El Ejército Rojo consiguió recuperar todos los territorios que habían pertenecido al imperio zarista ruso excepto los que estuvieron fuertemente apoyados por las potencias occidentales (Polonia, Finlandia y los países bálticos).

Tras concluir el Tratado de Rapallo con Alemania en 1922, intentando aprovecharse del antagonismo entre Berlín y las potencias occidentales, Lenin falleció tras un ataque cerebral en enero de 1924.

Como muchos rusos, fue una mezcla entre la etnia y las tradiciones religiosas. Tenía ancestros Kalmyk por ascendencia paterna, de alemanes del Volga por parte de su abuela materna que eran luteranos y ascendencia judía por su abuelo materno (convertido al cristianismo). El mismo Vladímir Ilich Uliánov fue bautizado por el rito de la Iglesia Ortodoxa Rusa.

Lenin murió el 21 de enero de 1924. Tras su muerte se originaron rumores sobre que sufría de sífilis. La causa oficial que se dio sobre la muerte de Lenin fue arterioesclerosis o infarto cerebral (el cuarto), pero de los 27 médicos que le trataron, sólo ocho firmaron las conclusiones de la autopsia. De esta forma se dio pie para que surgieran otras teorías sobre su muerte. Por ejemplo, un análisis postmortem hecho por dos psiquiatras y un neurólogo recientemente publicado en la Revista Europea de Neurología afirmaba demostrar que Lenin murió realmente de sífilis.

Aunque probablemente tuvo la sífilis, también la tenía por entonces una considerable parte de la población rusa de la época. También es cierto que no tenía las lesiones visibles en su cuerpo que acompañan a las últimas fases de la enfermedad. La mayor parte de los historiadores aún están de acuerdo en que la causa más probable de su muerte fue un infarto producido por la bala alojada en el cuello desde su intento de asesinato.

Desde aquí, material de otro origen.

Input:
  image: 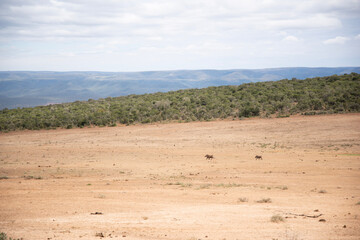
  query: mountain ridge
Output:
[0,67,360,109]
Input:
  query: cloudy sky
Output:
[0,0,360,71]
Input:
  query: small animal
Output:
[205,154,214,160]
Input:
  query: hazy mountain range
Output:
[0,67,360,109]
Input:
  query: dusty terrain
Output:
[0,114,360,240]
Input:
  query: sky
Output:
[0,0,360,72]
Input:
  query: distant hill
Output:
[0,73,360,131]
[0,67,360,109]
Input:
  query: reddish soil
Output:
[0,114,360,240]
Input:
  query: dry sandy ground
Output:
[0,114,360,240]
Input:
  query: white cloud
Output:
[283,36,299,42]
[323,36,349,44]
[0,0,360,70]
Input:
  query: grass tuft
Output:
[270,215,285,223]
[256,198,272,203]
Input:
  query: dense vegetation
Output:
[0,73,360,131]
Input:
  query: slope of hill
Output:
[0,67,360,109]
[0,73,360,131]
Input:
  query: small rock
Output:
[95,233,105,237]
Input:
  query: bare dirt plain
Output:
[0,114,360,240]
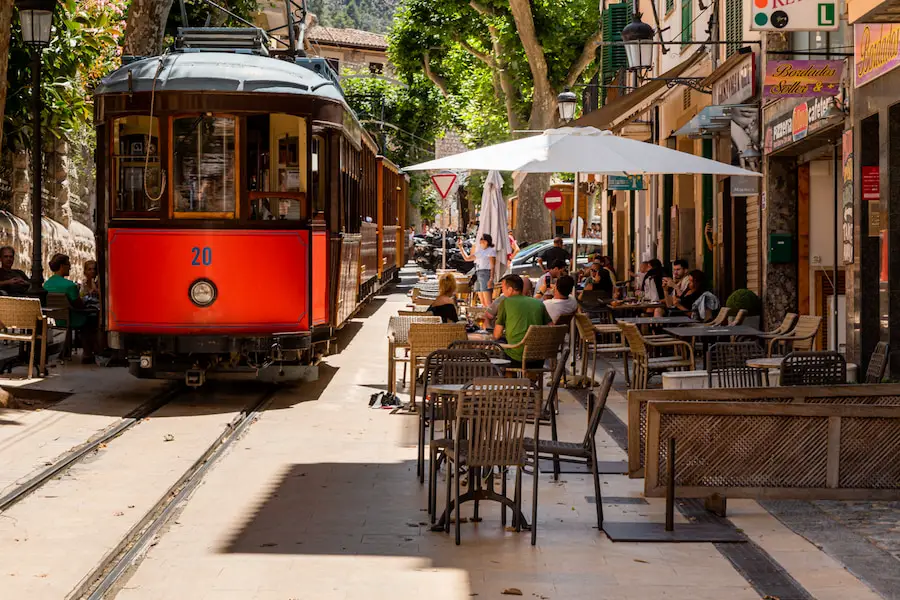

El cerebro de Lenin fue extraído antes de embalsamar su cuerpo. Los gobernantes soviéticos contrataron a un conocido neurocientífico alemán, Oskar Vogt, para estudiar el cerebro de Lenin y localizar las células cerebrales responsables de su genio. Con este propósito se creó el Instituto del Cerebro en Moscú. Vogt publicó un artículo sobre el cerebro en 1929 donde
exponía que algunas neuronas piramidales en la tercera capa de la corteza cerebral de Lenin eran muy largas. A pesar de ello, la conclusión de su relevancia en el genio de Lenin fue mal recibida. El trabajo de Vogt fue considerado poco satisfactorio por los soviéticos. Posteriormente el equipo soviético continúo efectuando investigaciones, pero estos trabajos sobre el cerebro de Lenin ya no fueron publicados.